In terms of what can be learned from the project team’s experience, BDP’s Hitchcock sees ramifications for hospital design. The Grange University Hospital’s arrangement of wards into groups of eight with a way in and way out to allow for one-way transit is something that could be carried forward onto other projects to help deal with potential future pandemics.

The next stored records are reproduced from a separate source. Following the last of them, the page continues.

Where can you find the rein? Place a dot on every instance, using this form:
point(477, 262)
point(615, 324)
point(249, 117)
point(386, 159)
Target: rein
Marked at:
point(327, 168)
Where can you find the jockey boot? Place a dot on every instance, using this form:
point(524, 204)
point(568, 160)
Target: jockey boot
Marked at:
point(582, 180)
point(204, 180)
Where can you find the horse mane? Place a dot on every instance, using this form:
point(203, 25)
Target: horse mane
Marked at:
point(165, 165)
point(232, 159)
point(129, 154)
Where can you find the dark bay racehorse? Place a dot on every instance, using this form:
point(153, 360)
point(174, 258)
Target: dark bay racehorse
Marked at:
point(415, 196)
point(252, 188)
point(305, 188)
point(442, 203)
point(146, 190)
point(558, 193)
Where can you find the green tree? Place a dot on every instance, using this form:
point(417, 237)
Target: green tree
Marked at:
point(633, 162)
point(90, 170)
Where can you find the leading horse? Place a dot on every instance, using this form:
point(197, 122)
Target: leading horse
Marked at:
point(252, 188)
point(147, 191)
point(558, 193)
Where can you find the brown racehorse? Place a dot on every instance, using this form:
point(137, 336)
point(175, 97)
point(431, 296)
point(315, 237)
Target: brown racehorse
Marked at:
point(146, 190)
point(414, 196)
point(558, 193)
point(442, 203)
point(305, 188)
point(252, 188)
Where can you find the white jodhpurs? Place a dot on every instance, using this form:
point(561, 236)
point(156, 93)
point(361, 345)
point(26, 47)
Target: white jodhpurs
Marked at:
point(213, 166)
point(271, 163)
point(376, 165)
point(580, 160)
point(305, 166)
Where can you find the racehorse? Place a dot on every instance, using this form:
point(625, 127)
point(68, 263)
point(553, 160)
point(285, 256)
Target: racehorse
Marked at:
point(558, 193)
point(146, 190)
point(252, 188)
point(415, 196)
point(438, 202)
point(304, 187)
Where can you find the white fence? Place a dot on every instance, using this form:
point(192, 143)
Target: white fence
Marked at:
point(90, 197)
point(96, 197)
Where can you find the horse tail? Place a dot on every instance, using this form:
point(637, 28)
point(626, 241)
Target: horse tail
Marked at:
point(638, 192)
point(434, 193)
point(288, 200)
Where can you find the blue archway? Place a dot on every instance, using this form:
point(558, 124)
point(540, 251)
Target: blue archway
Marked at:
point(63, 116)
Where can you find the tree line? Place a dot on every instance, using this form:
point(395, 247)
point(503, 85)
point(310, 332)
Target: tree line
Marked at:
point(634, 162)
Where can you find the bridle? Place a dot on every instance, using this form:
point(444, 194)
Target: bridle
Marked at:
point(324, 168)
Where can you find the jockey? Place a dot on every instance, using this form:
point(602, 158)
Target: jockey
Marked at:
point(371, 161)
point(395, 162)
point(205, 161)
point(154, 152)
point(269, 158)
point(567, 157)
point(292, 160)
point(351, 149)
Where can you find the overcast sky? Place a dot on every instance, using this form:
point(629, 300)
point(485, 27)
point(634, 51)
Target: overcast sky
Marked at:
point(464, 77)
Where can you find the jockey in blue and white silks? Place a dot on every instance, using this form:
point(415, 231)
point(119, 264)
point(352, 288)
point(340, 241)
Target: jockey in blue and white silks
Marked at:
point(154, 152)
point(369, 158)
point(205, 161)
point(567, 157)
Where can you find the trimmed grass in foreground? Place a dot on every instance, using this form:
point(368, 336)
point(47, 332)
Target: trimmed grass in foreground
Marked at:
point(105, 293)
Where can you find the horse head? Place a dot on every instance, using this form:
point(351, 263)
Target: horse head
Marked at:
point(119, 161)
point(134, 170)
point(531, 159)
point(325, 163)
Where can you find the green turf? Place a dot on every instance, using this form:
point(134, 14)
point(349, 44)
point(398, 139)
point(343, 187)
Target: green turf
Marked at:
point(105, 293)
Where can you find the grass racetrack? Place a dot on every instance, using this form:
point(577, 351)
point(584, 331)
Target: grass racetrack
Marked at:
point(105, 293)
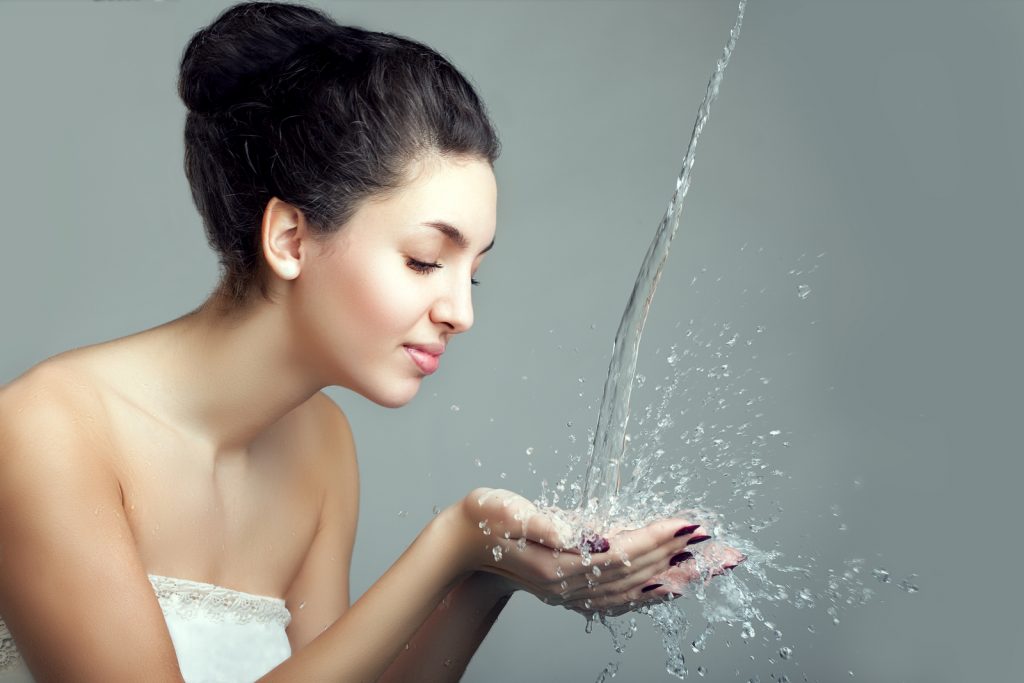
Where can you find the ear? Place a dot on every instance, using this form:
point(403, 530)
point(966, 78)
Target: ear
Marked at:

For Lewis, another takeaway is the need for shared platforms if the supply chain is to capitalise on the efficiency benefits of using DfMA: “Because all our platforms were the same platforms, we were able to use the digital model as it was always intended. This has to be the way forward.” Hitchcock agreed, saying BDP’s ability to work directly with Expanded helped minimise error, highlighting the value of being able to freely share data.
So, can the public sector maintain the rapidity of decision-making seen on this project to help respond to the evolving covid-19 pandemic? Prygodzicz believes there are lessons to be learned here too. “While you can’t do everyday business with the level of [programme and cost] risk that we took, there are lessons about how long some things take us to make decisions about in the public sector,” she said. “Covid is making us reflect on the fact there are ways you can speed some of these things up. There are a lot of lessons that can be learned around decision-making and governance for the public sector.”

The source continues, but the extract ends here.